Monde libre
Monde libre : Ce vocable date du célèbre discours de Fulton de Winston Churchill qui décrit la division de l'Europe en deux blocs séparé par un « rideau de fer ». Winston Churchill justifie les motivations de ne pas partager les connaissances concernant la bombe atomique à l'ensemble des nations par l'intermédiaire de la naissante Organisation des Nations unies en nous laissant imaginer les dégâts qu'une telle erreur aurait entrainé au « monde démocratique libre ».
Extrait du discours
Discours de Churchill à Fulton (Missouri, États-Unis d'Amérique), 5 mars 1946.

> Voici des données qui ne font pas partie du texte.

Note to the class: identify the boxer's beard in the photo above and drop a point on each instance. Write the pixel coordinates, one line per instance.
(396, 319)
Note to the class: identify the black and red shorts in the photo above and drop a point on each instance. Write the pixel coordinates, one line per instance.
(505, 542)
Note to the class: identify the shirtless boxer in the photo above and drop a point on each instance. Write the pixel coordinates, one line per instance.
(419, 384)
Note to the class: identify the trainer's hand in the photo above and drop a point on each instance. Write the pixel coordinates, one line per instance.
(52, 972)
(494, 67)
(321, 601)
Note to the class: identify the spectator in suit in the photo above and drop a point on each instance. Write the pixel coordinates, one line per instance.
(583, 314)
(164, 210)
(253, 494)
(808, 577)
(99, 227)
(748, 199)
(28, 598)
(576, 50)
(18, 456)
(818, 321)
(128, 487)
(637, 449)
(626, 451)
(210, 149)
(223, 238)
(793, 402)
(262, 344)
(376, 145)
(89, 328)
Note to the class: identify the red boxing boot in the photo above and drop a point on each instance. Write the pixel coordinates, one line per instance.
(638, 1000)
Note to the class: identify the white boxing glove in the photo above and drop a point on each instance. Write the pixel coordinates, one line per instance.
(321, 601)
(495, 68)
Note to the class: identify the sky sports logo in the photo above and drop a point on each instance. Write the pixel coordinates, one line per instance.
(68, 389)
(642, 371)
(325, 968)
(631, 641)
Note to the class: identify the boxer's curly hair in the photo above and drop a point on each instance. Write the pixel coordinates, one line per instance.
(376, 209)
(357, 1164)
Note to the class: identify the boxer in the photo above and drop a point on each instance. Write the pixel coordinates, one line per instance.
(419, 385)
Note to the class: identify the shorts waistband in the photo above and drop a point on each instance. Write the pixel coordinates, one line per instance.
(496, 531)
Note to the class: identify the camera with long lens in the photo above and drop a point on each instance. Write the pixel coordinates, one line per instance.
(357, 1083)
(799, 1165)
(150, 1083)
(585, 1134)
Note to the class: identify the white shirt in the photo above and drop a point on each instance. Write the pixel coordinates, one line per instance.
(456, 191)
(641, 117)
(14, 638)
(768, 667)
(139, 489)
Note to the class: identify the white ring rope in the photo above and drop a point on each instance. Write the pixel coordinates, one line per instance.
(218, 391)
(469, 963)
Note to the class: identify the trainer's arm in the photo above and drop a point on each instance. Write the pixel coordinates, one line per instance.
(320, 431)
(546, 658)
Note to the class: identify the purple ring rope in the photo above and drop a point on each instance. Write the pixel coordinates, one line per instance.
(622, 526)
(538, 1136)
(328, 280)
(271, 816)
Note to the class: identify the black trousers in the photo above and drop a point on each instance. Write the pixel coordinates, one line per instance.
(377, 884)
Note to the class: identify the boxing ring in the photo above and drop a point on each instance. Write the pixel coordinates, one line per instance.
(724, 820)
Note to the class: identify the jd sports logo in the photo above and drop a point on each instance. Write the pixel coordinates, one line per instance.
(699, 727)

It would nevertheless be wrong and imprudent to entrust the secret knowledge or experience of the atomic bomb, which the United States, Great Britain and Canada now share, to the world organisation, while it is still in its infancy. It would be criminal madness to cast it adrift in this still agitated and un-united world. No one in any country has slept less well in their beds because this knowledge and the method and the raw materials to apply it, are at present largely retained in American hands. I do not believe we should all have slept so soundly had the positions been reversed and if some Communist or neo-Fascist State monopolised for the time being these dread agencies. The fear of them alone might easily have been used to enforce totalitarian systems upon the free democratic world, with consequences appalling to human imagination.
Traduction :
Il serait cependant erroné et imprudent de confier le secret de la connaissance ou de l'expérience de la bombe atomique, que partagent désormais les États-Unis, la Grande-Bretagne et le Canada, à une organisation mondiale encore dans l'enfance. Ce serait folie criminelle que de le divulguer dans ce monde toujours agité et désuni. Personne, dans aucun pays, n'a vu son sommeil troublé en sachant que cette connaissance ainsi que la méthode et les matières premières nécessaires pour la mettre en pratique se trouvent aujourd'hui essentiellement entre les mains de l'Amérique. Je ne pense pas que nous aurions tous dormi si profondément si la situation avait été renversée et qu'un État communiste ou néo-fasciste détenait actuellement le monopole de ces porteurs de terreur. La seule peur qu'ils inspirent aurait très bien pu suffire pour imposer des systèmes totalitaires sur le monde démocratique libre, avec des conséquences terrifiantes pour l'imagination des hommes.
Par la suite ce vocable s'est généralisé pour qualifier dans la presse tout ce qui n'était pas le bloc soviétique… hormis pour la presse communiste (d'État), bien sûr.